We have an internal shell script that takes hwpmc output and generates flamegraphs from the stacks. It also works with dtrace. I'm a huge fan of dtrace. I also make heavy use of lockstat, AMD uProf, and Intel Vtune.
> Did the graph show the bottleneck contention on aio queue? Did the graph show that "a lot of time was spent accessing memory"?
See the graph on page 32 or so of the presentation. It shows huge plateaus in lock_delay called out of the aio code. Its also obvious from lockstat stacks (run as lockstat -x aggsize=4m -s 10 sleep 10 > results.txt)
See the graph on page 38 or so. The plateaus are mostly memory copy functions (memcpy, copyin, copyout).
We already use FreeBSD on our CDN, so it just made sense to do the work in FreeBSD.
They are generated by a local shell script that uses the same helpers (stackcollapse*.pl, difffolded.pl). Our revision control says the script was committed by somebody else though. It existed before I joined Netflix.
Not the OP, but that's basically in the slides. When it's kTLS, but not NIC kTLS. Maybe you could optimize that a bit more around the edges if NIC kTLS wasn't an option.
The ktls(4) man page is a start. The reference implementation is OpenSSL right now. I did support for an internal Netflix library a while ago, I probably should have documented it at the time. For now feel free to contact me via email with questions (the username in the URL, but @netflix.com)

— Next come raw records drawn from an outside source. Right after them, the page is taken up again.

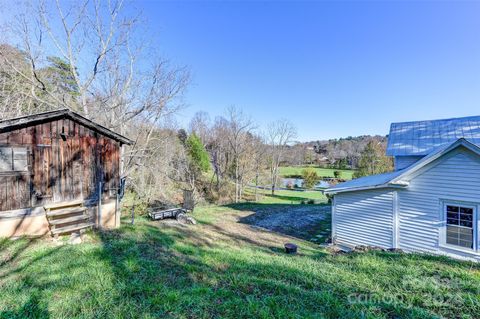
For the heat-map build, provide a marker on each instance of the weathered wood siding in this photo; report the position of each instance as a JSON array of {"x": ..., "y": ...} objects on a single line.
[
  {"x": 402, "y": 162},
  {"x": 364, "y": 218},
  {"x": 59, "y": 170},
  {"x": 454, "y": 177}
]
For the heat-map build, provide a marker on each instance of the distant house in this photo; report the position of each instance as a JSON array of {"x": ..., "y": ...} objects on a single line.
[
  {"x": 59, "y": 172},
  {"x": 430, "y": 203}
]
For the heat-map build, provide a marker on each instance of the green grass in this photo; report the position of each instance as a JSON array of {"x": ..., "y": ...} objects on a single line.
[
  {"x": 328, "y": 172},
  {"x": 285, "y": 196},
  {"x": 221, "y": 268}
]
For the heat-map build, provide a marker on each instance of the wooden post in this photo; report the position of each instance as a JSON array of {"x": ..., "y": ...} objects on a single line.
[
  {"x": 133, "y": 213},
  {"x": 117, "y": 214},
  {"x": 99, "y": 206}
]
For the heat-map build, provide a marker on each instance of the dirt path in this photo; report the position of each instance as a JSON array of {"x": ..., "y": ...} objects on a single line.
[{"x": 310, "y": 222}]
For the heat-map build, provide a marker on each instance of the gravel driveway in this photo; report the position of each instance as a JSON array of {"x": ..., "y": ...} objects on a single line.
[{"x": 311, "y": 222}]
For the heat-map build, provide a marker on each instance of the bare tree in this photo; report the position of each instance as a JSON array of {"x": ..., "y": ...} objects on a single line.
[
  {"x": 200, "y": 125},
  {"x": 113, "y": 74},
  {"x": 279, "y": 134}
]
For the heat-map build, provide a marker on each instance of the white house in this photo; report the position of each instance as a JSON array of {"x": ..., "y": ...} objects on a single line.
[{"x": 430, "y": 203}]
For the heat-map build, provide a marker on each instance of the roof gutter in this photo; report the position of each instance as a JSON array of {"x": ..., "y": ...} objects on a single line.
[{"x": 400, "y": 184}]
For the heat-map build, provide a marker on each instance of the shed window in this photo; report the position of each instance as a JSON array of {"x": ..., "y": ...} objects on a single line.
[
  {"x": 460, "y": 226},
  {"x": 13, "y": 159}
]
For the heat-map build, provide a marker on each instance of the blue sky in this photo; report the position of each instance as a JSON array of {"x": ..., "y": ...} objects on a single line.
[{"x": 333, "y": 68}]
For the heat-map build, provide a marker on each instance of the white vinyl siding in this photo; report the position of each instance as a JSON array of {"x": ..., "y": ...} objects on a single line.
[
  {"x": 364, "y": 218},
  {"x": 454, "y": 177},
  {"x": 402, "y": 162}
]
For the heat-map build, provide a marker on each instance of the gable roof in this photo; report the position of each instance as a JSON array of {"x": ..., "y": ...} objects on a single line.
[
  {"x": 18, "y": 122},
  {"x": 395, "y": 179},
  {"x": 423, "y": 137}
]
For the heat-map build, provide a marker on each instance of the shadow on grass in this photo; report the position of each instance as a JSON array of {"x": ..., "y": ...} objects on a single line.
[{"x": 152, "y": 270}]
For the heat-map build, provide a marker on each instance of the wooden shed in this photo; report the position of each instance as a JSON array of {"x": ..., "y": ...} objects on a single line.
[{"x": 58, "y": 165}]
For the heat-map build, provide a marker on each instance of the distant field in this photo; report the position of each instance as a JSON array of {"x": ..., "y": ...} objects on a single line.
[
  {"x": 285, "y": 196},
  {"x": 297, "y": 170}
]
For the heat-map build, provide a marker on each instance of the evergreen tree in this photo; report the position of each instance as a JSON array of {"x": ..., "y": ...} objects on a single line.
[{"x": 198, "y": 155}]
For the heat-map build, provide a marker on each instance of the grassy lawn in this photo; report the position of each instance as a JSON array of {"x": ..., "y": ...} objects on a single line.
[
  {"x": 224, "y": 268},
  {"x": 285, "y": 196},
  {"x": 297, "y": 171}
]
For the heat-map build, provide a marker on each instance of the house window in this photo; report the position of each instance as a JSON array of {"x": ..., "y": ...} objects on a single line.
[
  {"x": 13, "y": 159},
  {"x": 460, "y": 226}
]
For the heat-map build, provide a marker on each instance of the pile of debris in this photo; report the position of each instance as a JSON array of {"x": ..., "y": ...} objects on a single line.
[{"x": 337, "y": 250}]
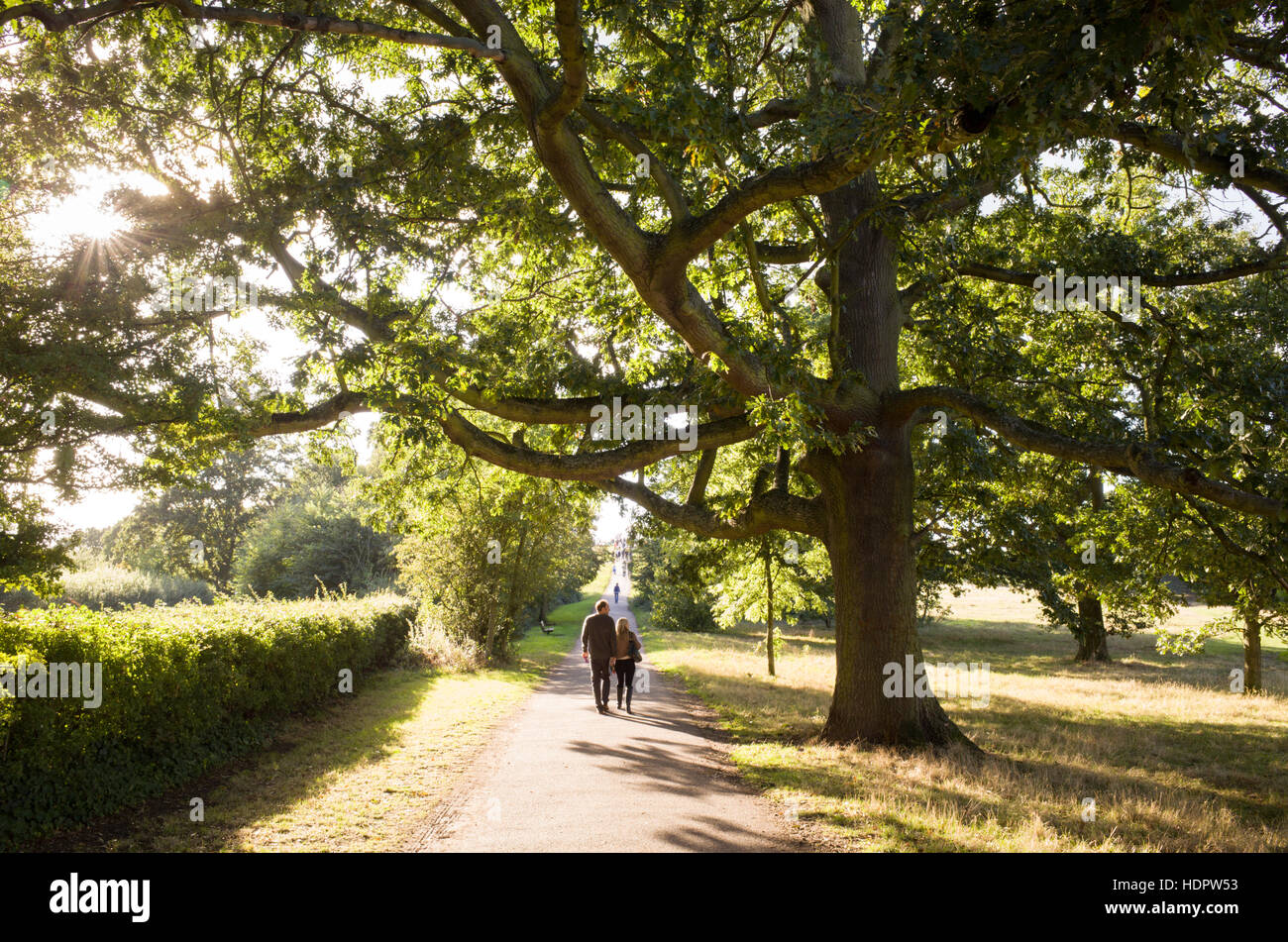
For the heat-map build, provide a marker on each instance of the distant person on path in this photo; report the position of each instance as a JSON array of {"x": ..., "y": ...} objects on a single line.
[
  {"x": 629, "y": 650},
  {"x": 599, "y": 646}
]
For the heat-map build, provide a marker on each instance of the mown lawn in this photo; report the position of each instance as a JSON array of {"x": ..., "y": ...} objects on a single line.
[
  {"x": 1172, "y": 760},
  {"x": 362, "y": 777}
]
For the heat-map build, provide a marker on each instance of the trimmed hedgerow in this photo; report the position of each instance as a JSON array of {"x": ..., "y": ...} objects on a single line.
[{"x": 183, "y": 687}]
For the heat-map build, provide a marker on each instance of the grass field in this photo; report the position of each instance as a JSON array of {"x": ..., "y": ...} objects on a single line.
[
  {"x": 365, "y": 777},
  {"x": 1172, "y": 760}
]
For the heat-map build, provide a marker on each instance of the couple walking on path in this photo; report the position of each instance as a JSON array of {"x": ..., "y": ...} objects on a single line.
[{"x": 610, "y": 649}]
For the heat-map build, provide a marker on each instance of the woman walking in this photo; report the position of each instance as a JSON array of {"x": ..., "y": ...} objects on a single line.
[{"x": 629, "y": 652}]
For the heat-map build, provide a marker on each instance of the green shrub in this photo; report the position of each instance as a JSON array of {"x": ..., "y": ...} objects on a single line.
[
  {"x": 106, "y": 585},
  {"x": 301, "y": 543},
  {"x": 116, "y": 587},
  {"x": 183, "y": 687}
]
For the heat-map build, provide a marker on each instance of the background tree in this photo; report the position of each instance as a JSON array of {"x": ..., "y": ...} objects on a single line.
[
  {"x": 198, "y": 529},
  {"x": 314, "y": 537},
  {"x": 483, "y": 549}
]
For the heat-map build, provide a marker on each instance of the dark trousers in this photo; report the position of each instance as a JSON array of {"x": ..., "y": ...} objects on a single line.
[
  {"x": 625, "y": 679},
  {"x": 601, "y": 680}
]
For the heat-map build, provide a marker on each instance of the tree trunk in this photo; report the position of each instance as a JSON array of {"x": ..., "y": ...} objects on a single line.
[
  {"x": 875, "y": 573},
  {"x": 1250, "y": 654},
  {"x": 868, "y": 499},
  {"x": 1093, "y": 639},
  {"x": 769, "y": 609}
]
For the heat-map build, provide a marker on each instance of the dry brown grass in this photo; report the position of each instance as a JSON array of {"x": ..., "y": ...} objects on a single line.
[{"x": 1173, "y": 761}]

Not the OP, but PCIe5 NICs are already available in the market; I've seen people requesting help getting them to work on desktop platforms which have PCIe5 as of the most recent chips. AFAIK, currently, both AMD and Intel release desktop before server; I don't think there's a public release date for Zen4 server chips, but probably this quarter or next? Intel's release process is too hard for me to follow, but they've got desktop chips with PCIe5, so whenever those get to the server, then that might be an option too.
At a very basic microbenchmark level, I use stream, netpef, a few private VM stress tests, etc. But the majority of my testing is done using real production traffic.